Using images captured by NASA's Galileo spacecraft, the researchers developed a model to explain how the combination of freezing and pressurization could lead to a cryovolcanic eruption or water splash. The results, published Nov. 10 in Geophysical Research Letters, have implications for determining the habitability of Europa's underlying ocean, as well as explaining eruptions on other icy bodies in the solar system.
Scientists have long speculated that the vast ocean hidden under Europa's ice crust might contain the elements needed to sustain life. But other than sending an underwater vehicle to the moon for exploration, it's hard to say for sure. This is one of the reasons why Europa's plumes have generated so much interest: if eruptions originate from the bowels of the ocean, the elements can be more easily detected by a future mission spacecraft such as NASA's Europa Clipper.
But if the plumes originate in the moon's icy shell, they may be less conducive to life because it is more difficult to maintain the chemical energy to sustain life there. In this case, the chances of detecting habitability from space are reduced.

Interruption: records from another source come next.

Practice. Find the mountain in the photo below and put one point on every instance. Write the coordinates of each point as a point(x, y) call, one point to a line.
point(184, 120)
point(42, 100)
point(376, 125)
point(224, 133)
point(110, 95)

The researchers focused their analysis on Manannan, a 29-kilometer-wide crater in Europa that was formed by a collision with another celestial object tens of millions of years ago. Thinking that such a collision would generate a tremendous amount of heat, they modeled how the melting and subsequent freezing of a water pocket inside the ice shell could cause water to erupt.
The model shows that as Europa's water turned to ice in the later stages of the impact, pockets of water with increased salinity could have formed on the moon's surface. In addition, these pockets of salt water can migrate lengthwise through Europa's ice shell, obscuring adjoining areas of less salty ice, and therefore becomes even saltier in the process.